I’ve come across many data projects which immediately start off on the wrong foot by collecting irrelevant, out of date or erroneous data. Again this usually comes down to insufficient time being spent on designing the project strategy. The Big Data gold rush has led to a “collect everything and think about analyzing it later” approach at many organizations. This not only adds to the growing cost of storing the data and ensuring compliancy, it leads to large amounts of data which can become outdated very quickly. The real danger here is falling behind your competition - if you are not analyzing the right data you won’t be drawing the right insights which will provide value. Meanwhile, your competitors will most likely be running their own data projects, and if they’re getting it right, they’ll take the lead. A healthcare client I recently worked with created a 217-page report for senior management. A lot of the data in the report would have been good – but it was drowned out by irrelevant background noise. Working with them I was able to show them how to cut the report down to 20 pages, mostly infographics, which clearly showed the relevant data while omitting a lot of the noise.

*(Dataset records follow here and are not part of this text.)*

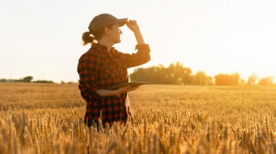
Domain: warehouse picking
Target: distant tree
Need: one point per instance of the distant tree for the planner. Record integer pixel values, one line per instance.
(226, 79)
(27, 79)
(242, 82)
(267, 81)
(200, 78)
(43, 81)
(252, 79)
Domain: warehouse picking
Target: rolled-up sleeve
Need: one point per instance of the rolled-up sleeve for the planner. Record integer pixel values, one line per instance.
(140, 57)
(87, 68)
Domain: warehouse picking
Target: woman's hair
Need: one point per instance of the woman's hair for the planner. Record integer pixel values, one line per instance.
(87, 38)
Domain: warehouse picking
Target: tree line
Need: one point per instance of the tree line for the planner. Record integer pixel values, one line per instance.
(26, 79)
(176, 73)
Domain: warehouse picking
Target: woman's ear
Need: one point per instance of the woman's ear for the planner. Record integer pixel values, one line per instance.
(106, 30)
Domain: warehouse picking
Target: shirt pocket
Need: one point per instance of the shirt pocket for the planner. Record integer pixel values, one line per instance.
(110, 73)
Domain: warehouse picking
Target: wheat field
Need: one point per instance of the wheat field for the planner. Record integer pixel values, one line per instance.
(169, 119)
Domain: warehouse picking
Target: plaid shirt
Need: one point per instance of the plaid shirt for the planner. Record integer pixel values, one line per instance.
(98, 70)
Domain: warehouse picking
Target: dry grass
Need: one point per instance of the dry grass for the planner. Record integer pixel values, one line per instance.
(47, 118)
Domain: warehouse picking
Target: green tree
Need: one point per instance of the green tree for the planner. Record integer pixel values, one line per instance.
(227, 79)
(27, 79)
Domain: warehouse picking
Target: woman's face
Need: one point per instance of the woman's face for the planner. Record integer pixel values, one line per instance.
(114, 33)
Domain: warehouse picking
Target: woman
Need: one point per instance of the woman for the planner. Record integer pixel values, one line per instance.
(102, 67)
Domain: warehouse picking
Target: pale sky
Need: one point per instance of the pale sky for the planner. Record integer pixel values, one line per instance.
(42, 38)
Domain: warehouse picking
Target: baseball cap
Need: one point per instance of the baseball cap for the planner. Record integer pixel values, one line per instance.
(103, 20)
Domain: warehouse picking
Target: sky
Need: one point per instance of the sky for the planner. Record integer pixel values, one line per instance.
(43, 38)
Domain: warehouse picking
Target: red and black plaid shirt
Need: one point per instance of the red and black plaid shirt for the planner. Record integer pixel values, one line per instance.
(98, 70)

That’s just a simple checklist of the risks that every Big Data project needs to take into account, before one cent is spent on infrastructure or data collecting. This article certainly isn’t meant to scare anyone – I firmly believe that businesses of all sizes should be unafraid to engage wholeheartedly with Big Data projects. At this stage, if they don’t, they run the serious risk of being left behind! But it always pays to be aware of the risks and to enter the fray with your eyes wide open.